Pubdate: Sat, 18 Oct 2003
Source: Times Daily (Florence, AL)
Copyright: 2003 Times Daily
Contact:  http://www.timesdaily.com/
Details: http://www.mapinc.org/media/1641
Author: Cynthia Tucker

RICH, POOR ADDICTS FAR APART

Quentin S. - a young black man with little money -is a drug addict, like 
most of the offenders who show up in the drug court of Fulton County 
Superior Court Judge Doris "Dee'' Downs in Atlanta. When he was arrested 
for possession of marijuana and cocaine, she sentenced him to a regimen of 
drug treatment and random drug tests.

But, when Quentin repeatedly failed those tests, Downs sentenced him to a 
year's incarceration in a state-run detention center, where he is receiving 
drug treatment. After his release, his probation will require outpatient 
treatment for a year, as well as intensive supervision.

Rush Limbaugh, on the other hand, is a wealthy, middle-aged white man. He, 
too, is having trouble kicking a drug habit. By his own admission, he is 
trying for the third time to break free of his addiction to painkillers. 
But, unlike Quentin (whose last name is being withheld), Limbaugh is 
unlikely to spend time behind bars. Nor is he likely to be required to take 
random drug tests or report to a probation officer.

Limbaugh may or may not be guilty of hypocrisy. His public utterances have 
been contradictory. In 1995, he told viewers of his now-defunct TV show 
that drug users, as well as sellers, deserved long prison terms.

"We have laws against selling drugs, pushing drugs, using drugs, importing 
drugs,'' he ranted. "And the laws are good because we know what happens to 
people in societies and neighborhoods which become consumed by them. And so 
if people are violating the law by doing drugs, they ought to be accused 
and they ought to be convicted and they ought to be sent up ...''

In 1998, Limbaugh reversed himself:

"It seems to me that what is missing in the drug fight is legalization,'' 
he said. "If we want to go after drugs with the same fervor and intensity 
with which we go after cigarettes, let's legalize drugs ... get control of 
the price and generate tax revenue from it .''

Perhaps his own struggles with addiction over that three-year period had 
softened his views. In admitting his addiction on his radio show, Limbaugh 
also announced that he would be checking into a private rehabilitation 
center, where his addiction would be treated as a medical problem rather 
than a criminal matter.
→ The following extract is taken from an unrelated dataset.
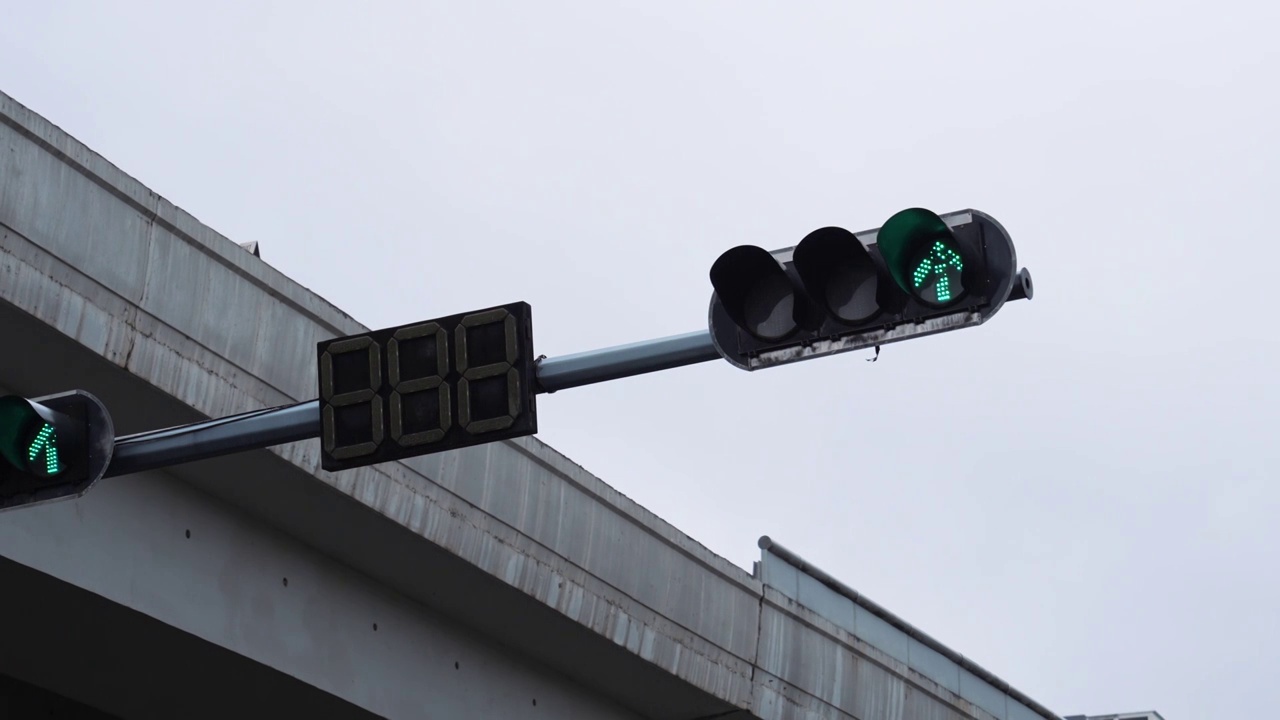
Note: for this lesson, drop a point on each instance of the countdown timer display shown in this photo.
(426, 387)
In the nation's war on drugs - largely a war on 
poor men of color - that's not an option for men such as Quentin.

"Blacks are arrested and confined in numbers grossly out of line with their 
use or sale of drugs,'' Michael Tonry, criminal justice expert and author 
of "Malign Neglect: Race, Crime and Punishment in America,'' wrote in 1995.

Experts cite several reasons, including poverty. Poor drug addicts cannot 
afford expensive drug treatment facilities or high-powered lawyers.
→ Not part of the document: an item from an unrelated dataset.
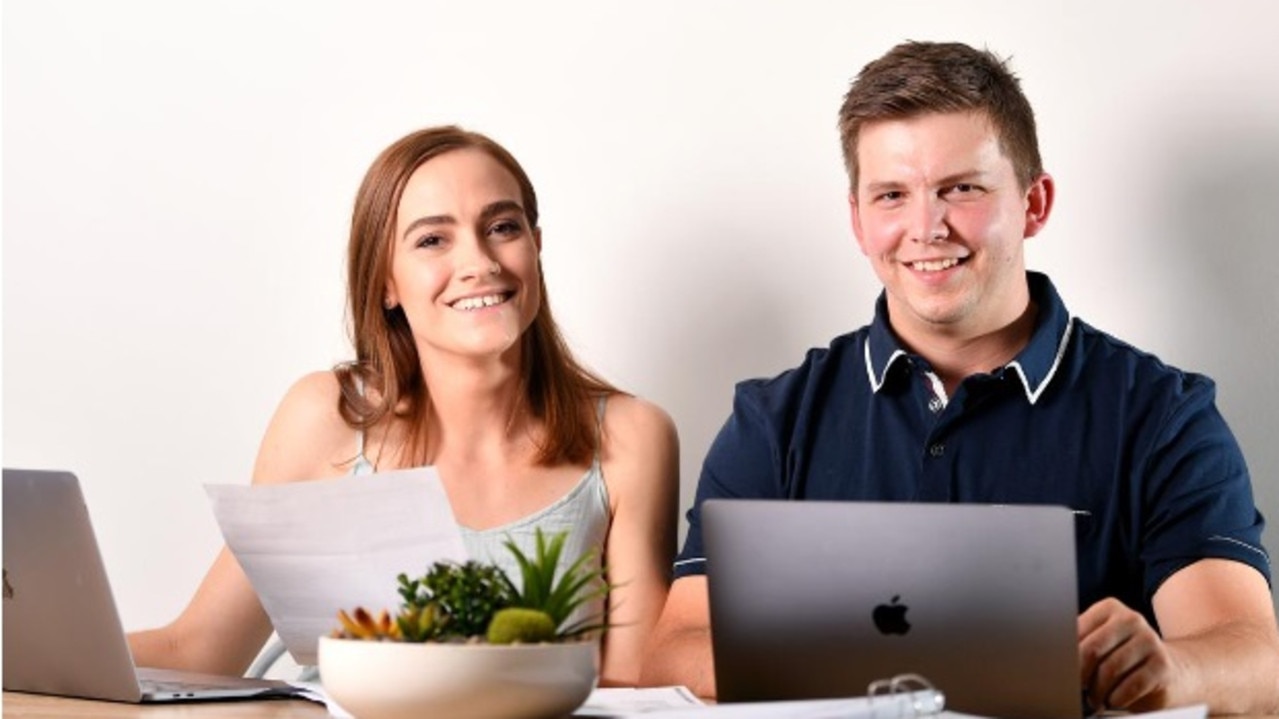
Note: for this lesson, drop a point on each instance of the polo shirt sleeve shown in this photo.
(743, 462)
(1197, 495)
Limbaugh, of course, is far from poor. If his former housekeeper, Wilma 
Cline, is to be believed (authorities have verified parts of her story), 
Limbaugh paid her hundreds of thousands of dollars for illicit supplies of 
hydrocodone, Lorcet and OxyContin over the last several years. Once the 
news media caught wind of Limbaugh's drug use, he was able to check himself 
in - again - to a private facility and to hire famed Florida defense 
attorney Roy Black.

"A person like Rush Limbaugh is a valued employee or self-employed. He is 
much less likely to have to sell drugs to support his habit, much less 
likely to have to come in contact with the criminal justice system. .. He 
has options, like insurance,'' Judge Downs noted.

By contrast, half the addicts who end up in Downs' courtroom are homeless, 
having already lost jobs, apartments and family connections. Those who 
repeatedly fail court-mandated treatment often go to jail.

Though Downs doubts that Limbaugh can break OxyContin's powerful grip in 
just 30 days, she believes all drug addicts - no matter their class or 
color - should be given multiple chances for a new start, just as Limbaugh 
has had.

She is dedicated to the drug court, which offers those chances, despite the 
long odds against short-term success.

Downs, of course, is among a compassionate few. Most of us seem to believe 
that only the rich have the right to redemption.

Still, there is something wrong with a criminal justice system that tars 
poor drug addicts with a criminal record, while wealthy ones get away 
clean. Perhaps redemption - like so much else - is reserved for the rich.

Cynthia Tucker is a columnist of the Atlanta Journal-Constitution.